Jack Kemp has made the connection to taxes, local ones at least. In his
book The American Renaissance,
Kemp argues that local property taxes should "fall more heavily on land,
rather than, as at present, penalizing
property improvements." The thought is pure George. Tax building values
less and the underlying land values
more, and you reduce the insane penalty -- in the form of higher assessments
-- for people who improve their
property.
But
people like Kemp ought to see that the reasoning applies more broadly.
If the property tax should fall more
heavily on land than on the fruits of productive endeavor, for example,
so too should the rest of the tax system.
If the property tax shouldn't "penalize" property improvements, then neither
should a payroll tax penalize the
labor that creates those improvements -- to the extent we can avoid it.
Start
with capital gains. Any new tax breaks for these should be limited to job-creating
new investment such as
venture capital; there's no reason to increase the deficit to reward gains
that create no new jobs or wealth.
Step
two is to eliminate special tax breaks for land and natural resources.
These serve no economic function;
the land will still be there, with tax break or without.

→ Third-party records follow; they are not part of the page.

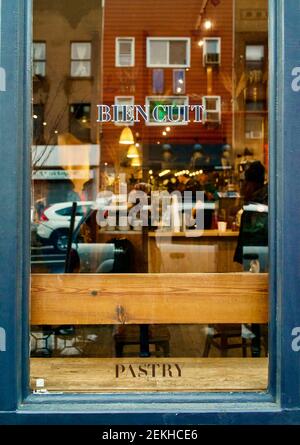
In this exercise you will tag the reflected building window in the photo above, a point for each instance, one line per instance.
(38, 124)
(124, 101)
(212, 109)
(39, 59)
(211, 51)
(179, 81)
(170, 52)
(125, 51)
(81, 54)
(80, 121)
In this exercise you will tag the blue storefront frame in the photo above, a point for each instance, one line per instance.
(281, 404)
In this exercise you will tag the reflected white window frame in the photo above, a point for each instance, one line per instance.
(206, 40)
(168, 40)
(87, 60)
(175, 86)
(216, 111)
(252, 58)
(118, 101)
(148, 99)
(40, 61)
(118, 41)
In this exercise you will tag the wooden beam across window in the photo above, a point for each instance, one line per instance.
(150, 374)
(149, 298)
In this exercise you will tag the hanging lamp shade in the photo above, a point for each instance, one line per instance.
(136, 162)
(126, 137)
(132, 152)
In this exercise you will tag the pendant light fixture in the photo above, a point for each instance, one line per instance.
(132, 152)
(126, 137)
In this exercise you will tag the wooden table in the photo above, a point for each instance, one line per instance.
(209, 251)
(151, 374)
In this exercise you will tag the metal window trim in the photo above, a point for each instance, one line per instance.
(279, 406)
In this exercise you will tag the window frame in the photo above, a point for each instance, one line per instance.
(81, 60)
(132, 103)
(280, 405)
(44, 61)
(176, 70)
(205, 40)
(117, 52)
(217, 111)
(168, 65)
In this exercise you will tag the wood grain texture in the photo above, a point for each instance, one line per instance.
(100, 375)
(149, 298)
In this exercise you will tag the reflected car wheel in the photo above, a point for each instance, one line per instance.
(60, 240)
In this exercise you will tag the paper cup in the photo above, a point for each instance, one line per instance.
(222, 226)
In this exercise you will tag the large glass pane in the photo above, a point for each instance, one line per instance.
(149, 195)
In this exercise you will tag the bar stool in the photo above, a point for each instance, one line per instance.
(159, 336)
(219, 336)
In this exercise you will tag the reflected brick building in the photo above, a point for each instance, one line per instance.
(168, 48)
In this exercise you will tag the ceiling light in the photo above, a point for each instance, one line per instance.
(132, 152)
(136, 162)
(126, 137)
(207, 25)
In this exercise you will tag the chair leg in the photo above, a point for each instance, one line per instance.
(166, 348)
(244, 347)
(256, 347)
(119, 350)
(224, 345)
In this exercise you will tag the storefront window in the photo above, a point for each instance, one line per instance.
(149, 251)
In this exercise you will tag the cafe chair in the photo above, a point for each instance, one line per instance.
(220, 336)
(159, 336)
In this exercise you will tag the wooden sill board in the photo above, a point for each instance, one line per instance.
(197, 374)
(149, 299)
(196, 234)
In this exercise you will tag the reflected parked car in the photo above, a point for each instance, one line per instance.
(88, 254)
(54, 223)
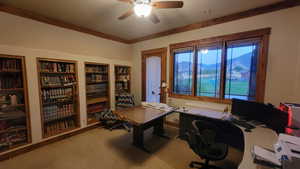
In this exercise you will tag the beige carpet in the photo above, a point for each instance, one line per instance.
(103, 149)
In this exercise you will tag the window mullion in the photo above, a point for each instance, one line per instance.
(223, 70)
(195, 69)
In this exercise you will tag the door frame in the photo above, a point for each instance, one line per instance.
(162, 53)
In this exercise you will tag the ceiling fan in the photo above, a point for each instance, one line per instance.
(143, 8)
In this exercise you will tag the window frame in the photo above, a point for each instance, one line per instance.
(261, 34)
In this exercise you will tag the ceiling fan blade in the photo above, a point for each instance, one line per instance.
(127, 14)
(126, 1)
(153, 17)
(168, 4)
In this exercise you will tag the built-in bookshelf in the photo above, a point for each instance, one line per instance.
(97, 89)
(14, 111)
(58, 85)
(122, 82)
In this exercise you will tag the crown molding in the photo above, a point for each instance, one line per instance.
(236, 16)
(34, 16)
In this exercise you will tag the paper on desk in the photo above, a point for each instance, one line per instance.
(289, 139)
(266, 155)
(158, 106)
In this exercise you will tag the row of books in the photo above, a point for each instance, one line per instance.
(54, 128)
(58, 80)
(10, 65)
(11, 82)
(10, 139)
(57, 67)
(97, 88)
(96, 107)
(122, 70)
(55, 112)
(54, 95)
(96, 69)
(96, 78)
(123, 78)
(122, 87)
(8, 99)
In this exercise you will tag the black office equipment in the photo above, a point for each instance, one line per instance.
(278, 120)
(202, 140)
(112, 121)
(243, 124)
(265, 113)
(250, 110)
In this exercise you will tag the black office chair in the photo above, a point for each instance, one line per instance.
(202, 140)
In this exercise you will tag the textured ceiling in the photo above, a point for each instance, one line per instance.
(101, 15)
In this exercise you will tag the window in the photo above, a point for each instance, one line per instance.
(220, 68)
(208, 71)
(241, 70)
(183, 66)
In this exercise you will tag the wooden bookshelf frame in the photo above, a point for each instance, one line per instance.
(108, 85)
(76, 94)
(129, 73)
(26, 98)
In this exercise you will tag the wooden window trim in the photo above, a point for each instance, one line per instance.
(262, 34)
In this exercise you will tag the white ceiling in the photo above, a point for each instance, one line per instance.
(101, 15)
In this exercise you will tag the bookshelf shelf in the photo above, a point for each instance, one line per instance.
(59, 96)
(14, 111)
(12, 89)
(96, 82)
(97, 100)
(122, 80)
(57, 86)
(57, 72)
(97, 89)
(10, 71)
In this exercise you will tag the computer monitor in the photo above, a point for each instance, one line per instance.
(266, 113)
(250, 110)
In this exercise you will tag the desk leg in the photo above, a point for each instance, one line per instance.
(138, 138)
(159, 129)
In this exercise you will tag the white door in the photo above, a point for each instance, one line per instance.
(153, 79)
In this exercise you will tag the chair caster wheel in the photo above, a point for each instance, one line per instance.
(191, 165)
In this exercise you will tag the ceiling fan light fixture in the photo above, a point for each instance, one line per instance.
(142, 9)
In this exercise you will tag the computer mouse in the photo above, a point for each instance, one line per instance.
(247, 130)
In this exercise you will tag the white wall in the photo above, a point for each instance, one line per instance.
(25, 37)
(282, 84)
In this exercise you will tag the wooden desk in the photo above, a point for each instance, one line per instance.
(142, 119)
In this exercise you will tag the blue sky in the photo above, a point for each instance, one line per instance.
(211, 56)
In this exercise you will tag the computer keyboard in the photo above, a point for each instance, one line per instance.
(242, 124)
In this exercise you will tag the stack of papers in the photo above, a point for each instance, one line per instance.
(158, 106)
(265, 157)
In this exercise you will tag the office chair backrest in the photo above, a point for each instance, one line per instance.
(202, 135)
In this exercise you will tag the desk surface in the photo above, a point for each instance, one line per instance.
(140, 115)
(259, 136)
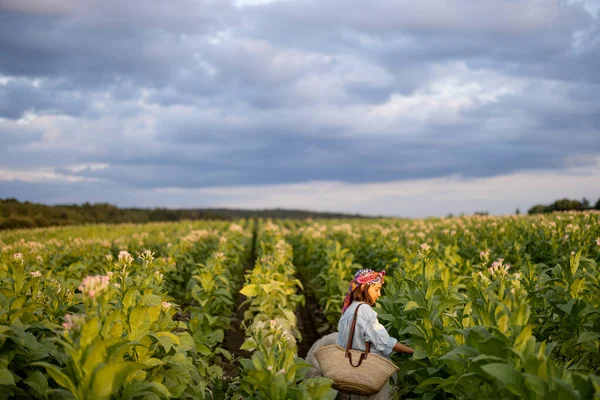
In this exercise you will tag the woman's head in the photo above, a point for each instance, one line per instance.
(369, 293)
(366, 286)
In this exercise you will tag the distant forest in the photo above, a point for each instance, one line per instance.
(15, 214)
(564, 205)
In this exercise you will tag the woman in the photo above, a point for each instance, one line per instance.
(364, 288)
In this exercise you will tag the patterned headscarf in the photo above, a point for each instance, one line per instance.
(362, 277)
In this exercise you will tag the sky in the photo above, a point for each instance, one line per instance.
(379, 107)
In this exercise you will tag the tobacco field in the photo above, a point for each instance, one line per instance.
(495, 307)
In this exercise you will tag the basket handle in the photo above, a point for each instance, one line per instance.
(363, 356)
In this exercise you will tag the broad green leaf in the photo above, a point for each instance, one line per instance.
(249, 291)
(411, 305)
(6, 377)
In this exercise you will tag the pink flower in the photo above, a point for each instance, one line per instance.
(125, 258)
(92, 286)
(72, 321)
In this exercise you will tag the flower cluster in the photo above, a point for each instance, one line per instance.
(72, 322)
(18, 258)
(92, 286)
(485, 256)
(147, 257)
(498, 267)
(424, 250)
(125, 259)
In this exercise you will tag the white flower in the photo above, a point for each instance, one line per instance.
(72, 321)
(125, 258)
(92, 286)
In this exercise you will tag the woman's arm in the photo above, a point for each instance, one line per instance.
(400, 348)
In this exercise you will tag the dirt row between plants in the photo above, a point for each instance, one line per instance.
(236, 335)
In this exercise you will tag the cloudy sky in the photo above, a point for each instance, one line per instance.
(387, 107)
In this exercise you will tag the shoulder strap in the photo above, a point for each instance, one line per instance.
(364, 355)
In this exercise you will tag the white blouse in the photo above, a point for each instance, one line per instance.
(368, 329)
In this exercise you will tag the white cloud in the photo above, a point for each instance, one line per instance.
(41, 175)
(415, 198)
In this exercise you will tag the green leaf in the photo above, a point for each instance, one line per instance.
(576, 287)
(56, 373)
(588, 337)
(249, 290)
(110, 377)
(411, 305)
(507, 375)
(6, 377)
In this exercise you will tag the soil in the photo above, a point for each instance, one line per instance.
(235, 337)
(310, 319)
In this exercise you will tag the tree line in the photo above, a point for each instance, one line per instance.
(15, 214)
(564, 205)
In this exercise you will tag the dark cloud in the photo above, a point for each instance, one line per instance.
(199, 94)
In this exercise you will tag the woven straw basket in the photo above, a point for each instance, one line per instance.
(354, 371)
(365, 380)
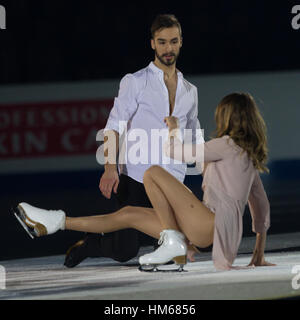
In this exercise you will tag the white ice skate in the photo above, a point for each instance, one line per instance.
(39, 222)
(172, 247)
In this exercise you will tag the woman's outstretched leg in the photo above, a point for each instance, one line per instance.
(178, 208)
(139, 218)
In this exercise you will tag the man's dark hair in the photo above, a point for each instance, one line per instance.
(165, 21)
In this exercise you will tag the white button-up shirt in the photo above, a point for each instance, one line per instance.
(140, 109)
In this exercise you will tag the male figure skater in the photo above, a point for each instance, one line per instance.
(145, 98)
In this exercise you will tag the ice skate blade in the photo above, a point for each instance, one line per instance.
(159, 268)
(30, 231)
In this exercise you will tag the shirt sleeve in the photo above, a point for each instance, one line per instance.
(259, 206)
(193, 122)
(125, 104)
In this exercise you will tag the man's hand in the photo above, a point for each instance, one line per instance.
(109, 181)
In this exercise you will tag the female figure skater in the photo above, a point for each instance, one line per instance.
(178, 219)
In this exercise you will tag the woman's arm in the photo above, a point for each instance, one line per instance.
(258, 257)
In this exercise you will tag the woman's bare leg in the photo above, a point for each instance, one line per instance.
(178, 208)
(174, 207)
(139, 218)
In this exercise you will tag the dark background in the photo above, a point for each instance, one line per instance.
(84, 40)
(66, 41)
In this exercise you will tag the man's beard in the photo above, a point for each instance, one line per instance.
(167, 63)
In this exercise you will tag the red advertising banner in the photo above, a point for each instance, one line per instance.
(51, 128)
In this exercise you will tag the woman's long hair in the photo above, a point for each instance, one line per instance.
(237, 115)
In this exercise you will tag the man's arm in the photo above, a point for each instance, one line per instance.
(124, 107)
(110, 178)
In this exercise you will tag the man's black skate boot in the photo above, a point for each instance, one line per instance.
(89, 247)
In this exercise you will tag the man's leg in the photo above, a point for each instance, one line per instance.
(120, 245)
(123, 245)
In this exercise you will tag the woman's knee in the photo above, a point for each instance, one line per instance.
(127, 213)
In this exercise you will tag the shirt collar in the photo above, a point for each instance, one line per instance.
(155, 69)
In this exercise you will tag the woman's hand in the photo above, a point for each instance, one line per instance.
(172, 122)
(258, 258)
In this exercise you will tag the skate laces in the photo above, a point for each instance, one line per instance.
(162, 238)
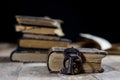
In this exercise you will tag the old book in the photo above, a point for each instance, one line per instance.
(34, 20)
(91, 58)
(29, 55)
(42, 43)
(39, 30)
(37, 36)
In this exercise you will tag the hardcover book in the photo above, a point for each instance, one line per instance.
(91, 59)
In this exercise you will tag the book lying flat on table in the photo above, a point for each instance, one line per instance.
(91, 59)
(41, 43)
(39, 30)
(42, 21)
(29, 55)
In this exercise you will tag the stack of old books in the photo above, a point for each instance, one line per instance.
(39, 35)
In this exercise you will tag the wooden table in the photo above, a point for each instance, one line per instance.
(38, 71)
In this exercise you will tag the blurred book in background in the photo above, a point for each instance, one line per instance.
(39, 35)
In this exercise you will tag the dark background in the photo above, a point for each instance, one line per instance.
(97, 18)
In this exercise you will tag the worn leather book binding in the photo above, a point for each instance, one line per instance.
(41, 43)
(74, 61)
(42, 21)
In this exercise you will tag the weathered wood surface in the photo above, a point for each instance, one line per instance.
(38, 71)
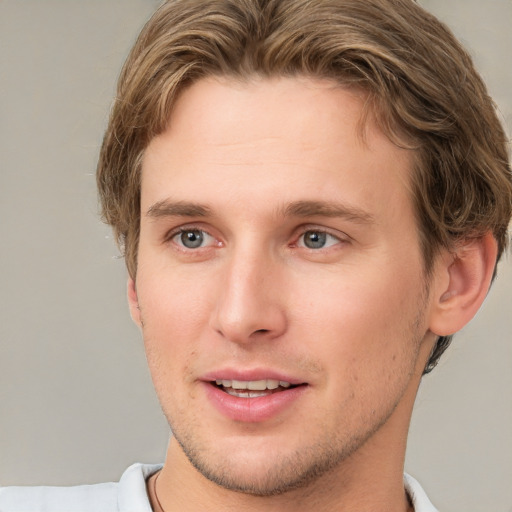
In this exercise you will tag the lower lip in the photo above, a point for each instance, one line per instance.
(252, 410)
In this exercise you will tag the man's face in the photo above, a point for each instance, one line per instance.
(278, 248)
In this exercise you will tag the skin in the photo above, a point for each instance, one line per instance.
(354, 319)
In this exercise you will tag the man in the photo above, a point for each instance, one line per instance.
(312, 198)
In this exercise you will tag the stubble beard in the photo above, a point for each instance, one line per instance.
(299, 469)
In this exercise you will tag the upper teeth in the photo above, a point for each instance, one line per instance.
(254, 385)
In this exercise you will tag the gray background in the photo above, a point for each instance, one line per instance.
(76, 401)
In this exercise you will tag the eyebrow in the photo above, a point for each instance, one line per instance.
(328, 209)
(167, 208)
(304, 208)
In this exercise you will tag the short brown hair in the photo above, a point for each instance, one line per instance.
(423, 91)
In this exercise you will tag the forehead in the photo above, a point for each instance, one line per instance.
(233, 139)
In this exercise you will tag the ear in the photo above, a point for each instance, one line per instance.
(133, 302)
(462, 281)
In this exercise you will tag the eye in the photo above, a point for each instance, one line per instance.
(192, 238)
(314, 239)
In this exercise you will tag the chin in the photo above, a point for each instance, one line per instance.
(265, 471)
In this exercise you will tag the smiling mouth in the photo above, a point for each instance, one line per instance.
(253, 388)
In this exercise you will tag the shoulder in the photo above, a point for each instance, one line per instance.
(127, 495)
(418, 497)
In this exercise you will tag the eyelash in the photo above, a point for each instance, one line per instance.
(304, 231)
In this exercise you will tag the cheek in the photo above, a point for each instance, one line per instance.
(363, 323)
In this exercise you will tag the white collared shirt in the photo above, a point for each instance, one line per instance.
(127, 495)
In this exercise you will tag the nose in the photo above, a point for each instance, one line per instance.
(250, 305)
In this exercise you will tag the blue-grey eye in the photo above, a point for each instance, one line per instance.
(315, 239)
(191, 238)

For intrepid political
souls this could include the array of
subsidies for home ownership for the well-to-do, from mortgage interest
deductions to the exemption of capital
gains at death. Some two-thirds of the benefit of the mortgage interest
deduction goes to the richest 10 percent,
which means most federal housing subsidies go to those who need them least.
Most
importantly, we should stop giving away the air and water as a dump for
toxic waste. You don't have to
think like an economist, and believe there's a "correct price" for poisoning
the nest, to agree that people should
accept the consequences of their actions, and that the price system is
one way to accomplish this. Polluters
should pay, just as they would pay for dumping trash at a landfill. Levied
as a tax on, say, energy use, such fees
would help cut pollution in the most efficient way -- by giving companies
a big cost reason to do so. It would
nudge our economy in the direction the world is moving, toward leaner and
cleaner modes of production.
Steps
like these could reduce a substantial portion of the payroll tax, which
would be a major boost to both
employers and the working poor. (Of course, rebates or other protection
for the poor should be built in.) We'd
have a tax system that encourages intelligence and human endeavor rather
than an accretion of stuff; we'd also
begin to restore the connection between action and consequence, contribution
and reward, which is the moral
basis of a market economy. As Winston Churchill put it early in the century,
urging a tax on unearned gains from
land, "Where, no service, but rather disservice, is proved, then whenever
possible, the state should make a
sensible difference in the taxes it is bound to impose."